La dimension politique du film émerge ainsi dans son portrait impitoyable d’une société où tout – même la sexualité – est régi par les lois du marché. Le spectacle est partout, y compris dans la violence : la scène de viol collectif, d’une brutalité insoutenable, constitue un basculement tragique. Elle met à nu la complicité entre le pouvoir économique, le sexisme systémique et le silence institutionnel. En cela, Showgirls anticipe, avec une lucidité noire, les scandales de l’ère #MeToo. Le fait que la justice n’intervienne jamais, et que seule la vengeance privée offre une forme de résolution, souligne le désengagement des structures officielles face à la violence faite aux femmes.

Nomi est une protagoniste difficile à cerner. Elle est à la fois une victime et une prédatrice, une icône de résilience et un pur produit du système. Son parcours n’est ni un conte de fées ni une descente aux enfers, mais une traversée des zones grises de la réussite américaine. En refusant d’adhérer complètement aux rôles qui lui sont assignés (starlette docile, victime silencieuse, amante manipulée), elle finit par s’en extraire – mais à quel prix ? Son départ final, dans un pick-up similaire à celui du début, boucle la boucle : a-t-elle évolué ou a-t-elle simplement survécu ?
Cette ambiguïté fait la force du film : il ne moralise pas, il expose. Il ne sauve pas son héroïne, il la laisse partir. Le spectateur, quant à lui, est mis face à ses propres contradictions, attiré par le spectacle qu’il est simultanément invité à condamner.
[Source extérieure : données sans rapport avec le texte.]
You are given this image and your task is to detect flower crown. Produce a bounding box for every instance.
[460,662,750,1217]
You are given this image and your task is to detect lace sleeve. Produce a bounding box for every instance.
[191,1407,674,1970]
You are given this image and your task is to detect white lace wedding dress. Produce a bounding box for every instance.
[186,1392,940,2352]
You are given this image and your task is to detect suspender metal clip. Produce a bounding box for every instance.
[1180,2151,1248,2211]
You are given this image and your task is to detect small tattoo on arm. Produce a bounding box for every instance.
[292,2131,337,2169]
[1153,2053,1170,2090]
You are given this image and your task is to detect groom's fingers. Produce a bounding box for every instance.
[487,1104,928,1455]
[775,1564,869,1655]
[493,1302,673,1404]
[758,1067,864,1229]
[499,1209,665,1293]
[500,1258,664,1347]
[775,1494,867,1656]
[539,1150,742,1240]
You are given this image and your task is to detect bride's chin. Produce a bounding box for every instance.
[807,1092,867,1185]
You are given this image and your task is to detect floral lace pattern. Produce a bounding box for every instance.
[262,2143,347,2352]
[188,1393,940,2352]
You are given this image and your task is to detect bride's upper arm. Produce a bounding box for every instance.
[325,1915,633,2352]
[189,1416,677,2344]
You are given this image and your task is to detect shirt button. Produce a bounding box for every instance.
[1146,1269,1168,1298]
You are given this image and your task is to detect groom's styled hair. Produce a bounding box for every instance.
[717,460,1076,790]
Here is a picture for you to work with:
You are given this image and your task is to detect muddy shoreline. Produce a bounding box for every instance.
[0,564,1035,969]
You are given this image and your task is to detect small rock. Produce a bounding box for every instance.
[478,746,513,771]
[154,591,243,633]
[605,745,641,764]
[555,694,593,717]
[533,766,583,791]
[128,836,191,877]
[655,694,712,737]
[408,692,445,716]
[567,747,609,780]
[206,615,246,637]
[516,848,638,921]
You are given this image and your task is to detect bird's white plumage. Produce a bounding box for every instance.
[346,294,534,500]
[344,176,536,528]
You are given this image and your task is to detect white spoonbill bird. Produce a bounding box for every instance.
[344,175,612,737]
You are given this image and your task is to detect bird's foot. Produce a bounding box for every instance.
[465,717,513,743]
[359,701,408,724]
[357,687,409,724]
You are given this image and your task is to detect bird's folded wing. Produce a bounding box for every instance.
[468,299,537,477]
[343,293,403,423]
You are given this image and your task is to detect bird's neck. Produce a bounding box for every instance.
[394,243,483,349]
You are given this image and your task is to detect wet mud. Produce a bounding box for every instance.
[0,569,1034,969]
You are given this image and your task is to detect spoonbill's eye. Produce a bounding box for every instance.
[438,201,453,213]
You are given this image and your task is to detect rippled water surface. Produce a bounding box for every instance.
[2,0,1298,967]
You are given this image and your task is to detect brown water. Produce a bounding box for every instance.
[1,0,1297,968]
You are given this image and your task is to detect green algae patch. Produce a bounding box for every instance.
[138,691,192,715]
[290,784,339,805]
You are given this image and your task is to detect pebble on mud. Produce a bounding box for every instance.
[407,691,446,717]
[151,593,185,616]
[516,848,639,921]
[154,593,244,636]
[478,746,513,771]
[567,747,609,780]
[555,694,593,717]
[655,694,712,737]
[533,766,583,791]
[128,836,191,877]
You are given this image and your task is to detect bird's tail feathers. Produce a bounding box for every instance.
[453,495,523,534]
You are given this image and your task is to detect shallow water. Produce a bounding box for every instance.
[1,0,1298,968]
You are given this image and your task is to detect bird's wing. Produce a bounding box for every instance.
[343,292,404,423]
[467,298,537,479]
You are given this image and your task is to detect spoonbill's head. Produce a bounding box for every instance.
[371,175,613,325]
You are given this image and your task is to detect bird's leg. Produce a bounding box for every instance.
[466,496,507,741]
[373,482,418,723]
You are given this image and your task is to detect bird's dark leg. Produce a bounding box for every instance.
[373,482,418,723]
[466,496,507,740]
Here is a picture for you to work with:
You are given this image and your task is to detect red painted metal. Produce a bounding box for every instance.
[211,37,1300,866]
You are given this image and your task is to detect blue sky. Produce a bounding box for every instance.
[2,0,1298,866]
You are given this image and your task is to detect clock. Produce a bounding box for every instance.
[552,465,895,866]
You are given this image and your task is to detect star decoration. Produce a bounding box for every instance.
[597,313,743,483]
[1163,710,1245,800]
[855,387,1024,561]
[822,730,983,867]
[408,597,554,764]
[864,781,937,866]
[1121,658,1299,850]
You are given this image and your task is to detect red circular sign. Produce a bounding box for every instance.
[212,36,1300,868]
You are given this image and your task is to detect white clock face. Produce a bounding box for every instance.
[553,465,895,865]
Showgirls est une œuvre qui dérange parce qu’elle nous montre ce que nous préférons souvent ignorer : la manière dont la culture populaire, sous couvert de divertissement, reproduit et amplifie des rapports de domination profondément enracinés. En jouant avec les codes du male gaze, Verhoeven ne s’y soumet pas : il le met en crise. En stylisant à l’extrême l’univers du strip, il en dévoile la logique mortifère. Si le film a été incompris à sa sortie, c’est peut-être parce qu’il tend un miroir impitoyable à un public peu disposé à y reconnaître ses propres désirs. En ce sens, Showgirls est bien plus qu’un film sur la sexualité ; c’est une satire cruelle sur le pouvoir, la marchandisation du corps, et l’illusion de l’émancipation dans un système qui transforme tout – même la révolte – en spectacle.